Newport metallurgist Chris “Cannonball” Knoop made headlines two years ago when he became the only Australian entrant in the Cannonball Run, an American coast-to-coast race of pre-1930s motorcycles.
Now he’s in a race against time to prepare a 101-year-old car for the Veteran Car Club of Australia’s winter rally from Adelaide to Darwin, from August 3 to 24.
“It’s basically mind over matter and man over machine,” Mr Knoop said of the coming ride in his rare French 1913 Chenard et Walcker.
It has an interesting history, which Mr Knoop has pieced together much the same way he eventually pieced the vehicle together.
“The car was purchased brand new in 1913 by a Doctor Binns,” he said.
“He was in Sydney and he put the car on a ship to Tasmania, followed his sweetheart and became a doctor in Hobart. Then he was called up to the First World War.
“He couldn’t get a boat back to Sydney because all the boats were gone so he could only get it from Hobart to Melbourne … he thought, ‘I’ll drive the rest of the way’.
“The car got as far as Seymour and the Goulburn River was in flood … he couldn’t get across.”
He left it with friends at the rhododendron garden in Mansfield. The doctor continued on to Sydney intending to return later for the car, but he never made it home from the war.
Mr Knoop said the doctor’s brother went to collect the car in 1919 but by then it had been pulled apart.
“He took one look at the car and said, ‘Ah, look, it’s too much effort, just leave it’,” he said.
“In 1956, a guy in Victoria chased it up … his name was Ian Irwin.

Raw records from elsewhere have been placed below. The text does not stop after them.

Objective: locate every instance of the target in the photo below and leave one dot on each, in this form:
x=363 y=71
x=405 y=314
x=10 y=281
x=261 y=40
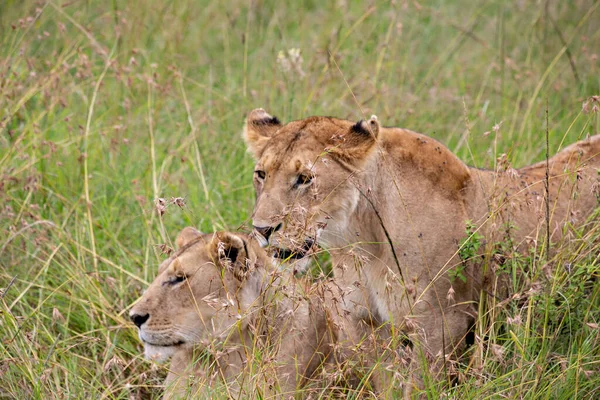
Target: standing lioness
x=392 y=206
x=221 y=292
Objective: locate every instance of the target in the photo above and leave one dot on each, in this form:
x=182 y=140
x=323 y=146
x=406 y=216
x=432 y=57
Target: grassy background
x=106 y=106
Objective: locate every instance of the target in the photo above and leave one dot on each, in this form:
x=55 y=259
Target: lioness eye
x=304 y=179
x=176 y=279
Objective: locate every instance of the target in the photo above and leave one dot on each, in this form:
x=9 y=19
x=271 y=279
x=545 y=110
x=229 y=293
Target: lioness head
x=304 y=177
x=195 y=297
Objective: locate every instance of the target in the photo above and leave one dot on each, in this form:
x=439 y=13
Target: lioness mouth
x=287 y=254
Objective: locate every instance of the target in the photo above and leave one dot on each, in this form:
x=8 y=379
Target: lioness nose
x=138 y=319
x=266 y=231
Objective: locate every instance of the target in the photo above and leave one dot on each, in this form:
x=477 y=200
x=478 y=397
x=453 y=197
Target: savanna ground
x=107 y=106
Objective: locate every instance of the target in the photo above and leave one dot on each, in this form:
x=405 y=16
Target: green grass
x=106 y=106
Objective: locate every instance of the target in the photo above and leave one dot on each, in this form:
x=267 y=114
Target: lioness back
x=394 y=209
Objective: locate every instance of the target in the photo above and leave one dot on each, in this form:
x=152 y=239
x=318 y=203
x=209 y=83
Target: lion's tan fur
x=231 y=309
x=373 y=185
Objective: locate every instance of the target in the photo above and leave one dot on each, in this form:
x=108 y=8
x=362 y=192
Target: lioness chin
x=222 y=294
x=392 y=207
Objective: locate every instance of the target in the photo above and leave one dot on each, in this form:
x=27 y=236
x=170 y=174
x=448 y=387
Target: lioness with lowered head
x=221 y=292
x=392 y=207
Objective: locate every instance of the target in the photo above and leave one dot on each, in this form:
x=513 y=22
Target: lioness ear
x=258 y=130
x=230 y=251
x=358 y=141
x=186 y=236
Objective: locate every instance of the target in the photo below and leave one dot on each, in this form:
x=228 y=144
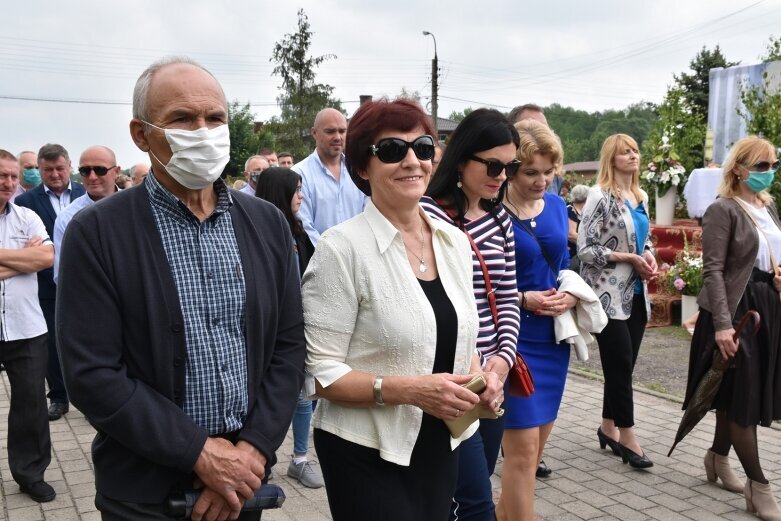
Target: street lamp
x=434 y=74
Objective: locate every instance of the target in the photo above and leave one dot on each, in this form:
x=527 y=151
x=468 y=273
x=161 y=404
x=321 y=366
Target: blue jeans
x=302 y=418
x=473 y=499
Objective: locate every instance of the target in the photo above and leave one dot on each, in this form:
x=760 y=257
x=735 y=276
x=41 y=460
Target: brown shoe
x=717 y=467
x=760 y=499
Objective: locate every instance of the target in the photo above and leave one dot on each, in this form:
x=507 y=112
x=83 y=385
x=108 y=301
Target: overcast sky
x=68 y=68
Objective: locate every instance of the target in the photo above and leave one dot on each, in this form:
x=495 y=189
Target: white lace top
x=771 y=233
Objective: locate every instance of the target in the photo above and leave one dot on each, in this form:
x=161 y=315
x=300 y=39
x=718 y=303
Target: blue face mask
x=32 y=176
x=758 y=181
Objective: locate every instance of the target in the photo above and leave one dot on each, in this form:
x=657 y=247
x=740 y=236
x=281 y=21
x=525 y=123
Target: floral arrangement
x=685 y=275
x=665 y=170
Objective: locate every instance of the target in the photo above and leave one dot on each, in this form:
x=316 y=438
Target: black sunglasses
x=764 y=166
x=100 y=171
x=393 y=149
x=494 y=168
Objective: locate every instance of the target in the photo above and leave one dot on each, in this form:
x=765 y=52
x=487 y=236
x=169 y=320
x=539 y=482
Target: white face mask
x=199 y=156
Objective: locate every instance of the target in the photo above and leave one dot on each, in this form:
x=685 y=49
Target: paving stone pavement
x=587 y=483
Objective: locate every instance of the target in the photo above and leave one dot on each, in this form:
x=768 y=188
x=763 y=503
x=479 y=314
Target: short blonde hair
x=537 y=138
x=606 y=177
x=745 y=153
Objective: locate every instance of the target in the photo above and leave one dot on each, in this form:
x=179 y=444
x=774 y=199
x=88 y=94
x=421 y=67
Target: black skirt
x=751 y=390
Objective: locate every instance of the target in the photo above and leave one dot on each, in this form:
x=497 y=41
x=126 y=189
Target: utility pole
x=434 y=85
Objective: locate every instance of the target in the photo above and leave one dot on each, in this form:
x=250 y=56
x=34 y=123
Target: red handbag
x=520 y=380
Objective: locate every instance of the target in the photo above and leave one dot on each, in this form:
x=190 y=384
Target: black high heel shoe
x=634 y=459
x=605 y=440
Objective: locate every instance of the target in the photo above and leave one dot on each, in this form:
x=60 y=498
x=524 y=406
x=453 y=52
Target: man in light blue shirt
x=99 y=170
x=330 y=196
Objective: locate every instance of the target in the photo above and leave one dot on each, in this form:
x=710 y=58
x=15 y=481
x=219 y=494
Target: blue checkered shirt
x=206 y=267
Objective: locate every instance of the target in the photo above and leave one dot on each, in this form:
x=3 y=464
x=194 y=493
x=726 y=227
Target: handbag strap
x=489 y=291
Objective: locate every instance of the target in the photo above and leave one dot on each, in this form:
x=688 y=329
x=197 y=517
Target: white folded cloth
x=576 y=325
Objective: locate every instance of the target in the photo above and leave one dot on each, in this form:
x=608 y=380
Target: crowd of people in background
x=378 y=294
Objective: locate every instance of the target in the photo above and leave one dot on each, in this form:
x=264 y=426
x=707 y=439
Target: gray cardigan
x=121 y=337
x=607 y=226
x=730 y=243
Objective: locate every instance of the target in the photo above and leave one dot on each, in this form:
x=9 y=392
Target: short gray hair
x=579 y=193
x=141 y=90
x=52 y=152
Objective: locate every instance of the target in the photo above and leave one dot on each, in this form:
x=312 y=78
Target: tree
x=301 y=97
x=458 y=116
x=683 y=114
x=245 y=142
x=696 y=84
x=772 y=51
x=409 y=94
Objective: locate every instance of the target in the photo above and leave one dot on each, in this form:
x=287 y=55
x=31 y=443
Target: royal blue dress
x=547 y=360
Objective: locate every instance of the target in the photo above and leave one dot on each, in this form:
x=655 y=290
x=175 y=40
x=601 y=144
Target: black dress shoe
x=57 y=409
x=605 y=440
x=543 y=471
x=39 y=491
x=634 y=459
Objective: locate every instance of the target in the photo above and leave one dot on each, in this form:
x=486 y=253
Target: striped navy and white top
x=496 y=242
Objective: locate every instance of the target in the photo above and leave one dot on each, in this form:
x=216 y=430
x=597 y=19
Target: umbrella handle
x=743 y=321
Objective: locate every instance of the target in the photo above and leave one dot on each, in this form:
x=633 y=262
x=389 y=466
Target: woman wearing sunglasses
x=540 y=227
x=617 y=261
x=391 y=326
x=741 y=248
x=466 y=192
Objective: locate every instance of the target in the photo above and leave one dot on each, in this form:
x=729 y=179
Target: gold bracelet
x=378 y=390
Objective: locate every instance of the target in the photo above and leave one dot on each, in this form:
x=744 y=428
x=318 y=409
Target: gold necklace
x=532 y=223
x=422 y=266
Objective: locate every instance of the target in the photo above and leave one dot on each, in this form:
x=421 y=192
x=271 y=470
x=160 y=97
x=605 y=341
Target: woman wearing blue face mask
x=741 y=247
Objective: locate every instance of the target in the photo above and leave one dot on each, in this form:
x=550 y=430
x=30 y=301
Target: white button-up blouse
x=365 y=310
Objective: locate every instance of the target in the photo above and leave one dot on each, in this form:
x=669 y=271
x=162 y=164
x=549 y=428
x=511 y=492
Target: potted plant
x=685 y=276
x=665 y=172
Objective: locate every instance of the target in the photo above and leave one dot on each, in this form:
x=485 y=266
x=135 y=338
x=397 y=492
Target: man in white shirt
x=252 y=169
x=48 y=199
x=99 y=171
x=25 y=249
x=330 y=196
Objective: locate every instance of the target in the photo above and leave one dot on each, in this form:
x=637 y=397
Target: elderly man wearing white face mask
x=192 y=363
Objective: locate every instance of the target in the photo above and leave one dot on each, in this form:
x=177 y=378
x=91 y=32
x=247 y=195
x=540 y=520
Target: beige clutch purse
x=459 y=425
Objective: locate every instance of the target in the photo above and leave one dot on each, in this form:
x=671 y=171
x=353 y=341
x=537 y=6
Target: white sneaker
x=305 y=474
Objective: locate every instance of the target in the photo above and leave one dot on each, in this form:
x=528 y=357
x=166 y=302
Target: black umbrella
x=702 y=398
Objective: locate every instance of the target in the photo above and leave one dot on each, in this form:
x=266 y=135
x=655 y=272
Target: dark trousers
x=54 y=378
x=474 y=499
x=29 y=442
x=619 y=344
x=112 y=510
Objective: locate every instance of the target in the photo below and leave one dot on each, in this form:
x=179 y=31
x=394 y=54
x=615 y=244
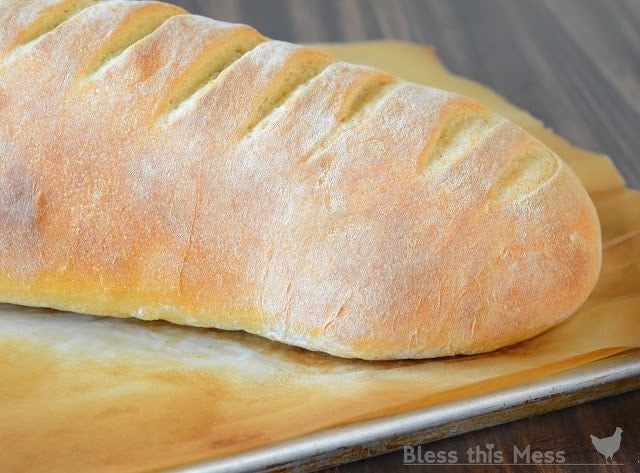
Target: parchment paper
x=79 y=393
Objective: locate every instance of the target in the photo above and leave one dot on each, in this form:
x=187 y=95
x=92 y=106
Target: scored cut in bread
x=160 y=165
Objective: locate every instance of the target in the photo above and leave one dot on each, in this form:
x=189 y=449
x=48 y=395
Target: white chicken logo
x=608 y=446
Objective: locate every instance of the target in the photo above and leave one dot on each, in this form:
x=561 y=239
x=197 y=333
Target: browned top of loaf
x=159 y=164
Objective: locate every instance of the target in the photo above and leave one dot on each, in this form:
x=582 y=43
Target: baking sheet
x=91 y=394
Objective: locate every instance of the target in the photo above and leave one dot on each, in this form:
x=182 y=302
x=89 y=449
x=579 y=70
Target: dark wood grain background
x=575 y=64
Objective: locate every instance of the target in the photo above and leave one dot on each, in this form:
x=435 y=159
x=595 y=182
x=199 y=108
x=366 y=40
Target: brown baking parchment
x=79 y=393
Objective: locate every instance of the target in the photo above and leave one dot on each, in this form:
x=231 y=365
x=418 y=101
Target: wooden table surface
x=575 y=64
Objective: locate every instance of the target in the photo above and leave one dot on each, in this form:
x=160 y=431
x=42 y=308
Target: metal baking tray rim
x=350 y=442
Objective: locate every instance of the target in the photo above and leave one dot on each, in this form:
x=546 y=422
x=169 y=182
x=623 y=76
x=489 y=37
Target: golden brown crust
x=162 y=165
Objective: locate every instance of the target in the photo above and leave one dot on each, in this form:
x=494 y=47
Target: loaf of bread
x=160 y=165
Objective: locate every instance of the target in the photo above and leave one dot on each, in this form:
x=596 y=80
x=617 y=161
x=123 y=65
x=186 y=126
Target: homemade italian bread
x=160 y=165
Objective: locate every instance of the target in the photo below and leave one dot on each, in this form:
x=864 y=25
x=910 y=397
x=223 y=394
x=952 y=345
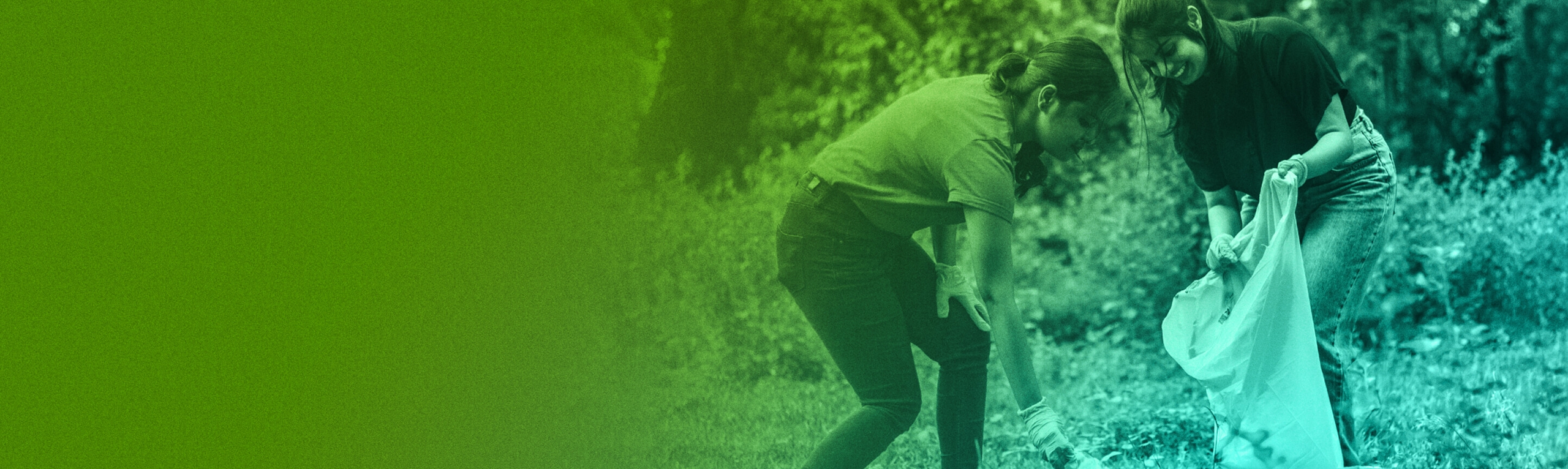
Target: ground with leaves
x=1455 y=397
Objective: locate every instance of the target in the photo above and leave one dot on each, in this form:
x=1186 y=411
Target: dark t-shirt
x=1259 y=105
x=925 y=157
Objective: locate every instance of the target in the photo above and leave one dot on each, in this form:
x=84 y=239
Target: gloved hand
x=1220 y=252
x=1043 y=427
x=1294 y=165
x=952 y=281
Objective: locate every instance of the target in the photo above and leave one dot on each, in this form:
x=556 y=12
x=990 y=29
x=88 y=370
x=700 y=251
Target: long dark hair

He had the radiator and the engine of the car and proceeded to start collecting bits for it. So the car was saved … then it went through about three different hands and every person found a few more bits.”
About 20 years ago, the car came into the possession of Mr Knoop, who chased up its history.
“I went back to find out where the farm was and found out that it had since been subdivided and they knew nothing about it,” he said.
“I knocked on the neighbour’s door and in there were all the bits I was missing – the clutch, brake. It’s been a 20-year process to actually get this car back on the road.”